L'atteggiamento prudente sul percorso di normalizzazione da intraprendere lascia supporre che lo strappo temuto, un innalzamento secco del costo del denaro di mezzo punto come previsto nei giorni scorsi da JP Morgan, non arriverà fra un paio di mesi. L'impressione è che Powell, forse spaventato dalla correzione tecnica del Nasdaq e dai tremolii del Dow Jones e dell'S&P 500, o perché ha capito che la politica monetaria deve essere flessibile e adattarsi al contesto che si evolve, abbia virato verso la classica strategia del wait and see: gli sviluppi economico-finanziari e l'andamento dei contagi da Omicron indicheranno nelle prossime settimane la strada da percorrere. «È difficile prevedere quale sarà l'andamento della nostra politica sui tassi, non abbiamo preso alcuna decisione e saremo guidati dai dati», ha confermato il capo di Eccles Building. Quanto alla riduzione del bilancio, tutto è ancora in alto mare: «Ci vorrà del tempo, ma non è possibile dire quanto. Vogliamo che questo processo sia ordinato e prevedibile», ha detto Powell. Secondo gli economisti di Deutsche Bank, se il bilancio sarà tagliato di 1.500 miliardi fra l'estate e la fine del prossimo anno, l'effetto potrebbe essere quello di circa tre aumenti dei tassi da un quarto di punto. E l'inflazione, visto che tra l'altro i nodi della catena di approvvigionamenti si sono fatti più intricati? «Rispetto alla riunione di dicembre, direi che la situazione è più o meno la stessa, o forse leggermente peggio. Ma c'è anche il rischio che l'inflazione salga a livelli persino più alti di quelli attuali», ha spiegato Powell. La Fed si muove sul filo del rasoio ed è preda del classico dilemma keynesiano: deve combattere l'ascesa dei prezzi, rischiando la recessione? Oppure deve preservare la ripresa sperando che il carovita perda forza? La scelta pare una sola: scegliere il minore dei mali. Non sarà facile.
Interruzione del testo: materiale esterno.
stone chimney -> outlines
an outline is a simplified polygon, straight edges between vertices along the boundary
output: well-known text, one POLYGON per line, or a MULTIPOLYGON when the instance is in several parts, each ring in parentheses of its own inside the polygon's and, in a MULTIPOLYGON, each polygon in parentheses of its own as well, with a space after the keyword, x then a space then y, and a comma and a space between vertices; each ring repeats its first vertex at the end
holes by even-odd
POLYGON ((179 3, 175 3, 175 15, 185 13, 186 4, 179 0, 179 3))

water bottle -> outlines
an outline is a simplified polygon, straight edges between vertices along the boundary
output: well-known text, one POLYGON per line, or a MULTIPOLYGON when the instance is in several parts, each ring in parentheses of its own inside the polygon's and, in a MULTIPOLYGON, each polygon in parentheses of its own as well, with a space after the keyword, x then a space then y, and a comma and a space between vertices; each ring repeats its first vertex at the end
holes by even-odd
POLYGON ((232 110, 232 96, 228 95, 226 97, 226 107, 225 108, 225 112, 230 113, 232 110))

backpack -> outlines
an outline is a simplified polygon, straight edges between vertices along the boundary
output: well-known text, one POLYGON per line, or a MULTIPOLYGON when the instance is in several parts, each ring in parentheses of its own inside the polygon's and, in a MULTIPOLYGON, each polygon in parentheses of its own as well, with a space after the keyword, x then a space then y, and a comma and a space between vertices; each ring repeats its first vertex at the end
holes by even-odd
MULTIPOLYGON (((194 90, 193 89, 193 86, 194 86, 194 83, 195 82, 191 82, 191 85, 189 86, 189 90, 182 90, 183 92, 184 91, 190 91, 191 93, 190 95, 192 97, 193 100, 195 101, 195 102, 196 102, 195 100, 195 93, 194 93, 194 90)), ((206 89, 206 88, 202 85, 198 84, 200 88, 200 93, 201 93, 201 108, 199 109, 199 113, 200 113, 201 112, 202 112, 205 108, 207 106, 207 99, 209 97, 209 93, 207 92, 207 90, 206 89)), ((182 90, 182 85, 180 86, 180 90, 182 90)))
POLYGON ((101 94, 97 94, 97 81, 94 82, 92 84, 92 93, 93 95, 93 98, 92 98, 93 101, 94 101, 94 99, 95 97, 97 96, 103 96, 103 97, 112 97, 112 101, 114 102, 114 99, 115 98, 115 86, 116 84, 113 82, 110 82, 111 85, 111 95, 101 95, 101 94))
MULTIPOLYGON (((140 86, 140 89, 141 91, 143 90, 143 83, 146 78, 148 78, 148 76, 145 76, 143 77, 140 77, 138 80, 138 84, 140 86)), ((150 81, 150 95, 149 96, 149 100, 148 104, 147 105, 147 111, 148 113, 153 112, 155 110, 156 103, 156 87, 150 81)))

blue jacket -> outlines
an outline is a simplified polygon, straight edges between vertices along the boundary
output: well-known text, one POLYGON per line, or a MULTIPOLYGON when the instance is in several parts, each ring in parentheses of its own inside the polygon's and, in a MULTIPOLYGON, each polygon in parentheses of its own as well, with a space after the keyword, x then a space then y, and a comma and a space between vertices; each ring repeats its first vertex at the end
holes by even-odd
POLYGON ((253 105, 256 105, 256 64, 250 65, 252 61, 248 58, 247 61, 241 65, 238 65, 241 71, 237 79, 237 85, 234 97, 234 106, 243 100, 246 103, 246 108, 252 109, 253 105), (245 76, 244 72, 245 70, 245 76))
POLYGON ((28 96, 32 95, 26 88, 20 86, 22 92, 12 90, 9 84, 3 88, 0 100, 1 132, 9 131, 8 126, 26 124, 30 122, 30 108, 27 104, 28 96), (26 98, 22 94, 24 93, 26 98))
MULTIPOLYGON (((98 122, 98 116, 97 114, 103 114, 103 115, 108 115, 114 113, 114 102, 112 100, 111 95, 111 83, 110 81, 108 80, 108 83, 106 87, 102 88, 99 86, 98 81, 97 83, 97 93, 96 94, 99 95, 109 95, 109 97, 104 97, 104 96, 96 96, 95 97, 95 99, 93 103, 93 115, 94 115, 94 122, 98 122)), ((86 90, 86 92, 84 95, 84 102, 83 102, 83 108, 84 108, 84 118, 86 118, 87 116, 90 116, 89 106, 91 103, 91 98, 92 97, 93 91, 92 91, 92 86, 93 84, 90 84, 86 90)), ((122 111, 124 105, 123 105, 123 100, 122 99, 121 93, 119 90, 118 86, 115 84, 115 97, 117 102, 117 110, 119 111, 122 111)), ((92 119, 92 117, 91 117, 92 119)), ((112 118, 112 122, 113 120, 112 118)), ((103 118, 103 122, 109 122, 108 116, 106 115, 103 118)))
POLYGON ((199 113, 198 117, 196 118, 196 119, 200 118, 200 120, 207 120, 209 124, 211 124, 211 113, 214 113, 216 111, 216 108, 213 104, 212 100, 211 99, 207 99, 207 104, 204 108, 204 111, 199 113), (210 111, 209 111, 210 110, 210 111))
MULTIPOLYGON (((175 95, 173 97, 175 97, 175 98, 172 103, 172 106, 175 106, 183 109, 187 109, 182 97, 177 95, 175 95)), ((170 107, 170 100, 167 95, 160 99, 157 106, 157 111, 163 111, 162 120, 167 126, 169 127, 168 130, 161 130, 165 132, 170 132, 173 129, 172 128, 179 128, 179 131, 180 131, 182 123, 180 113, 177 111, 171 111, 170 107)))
L'America potrebbe intanto dover presto fare i conti ancora con la Cina.
L'Organizzazione mondiale del commercio ha infatti deciso di autorizzare Pechino a imporre sanzioni tariffarie, per un valore di poco superiore a 645 milioni di dollari, su prodotti americani in rappresaglia ad analoghe misure antidumping Usa.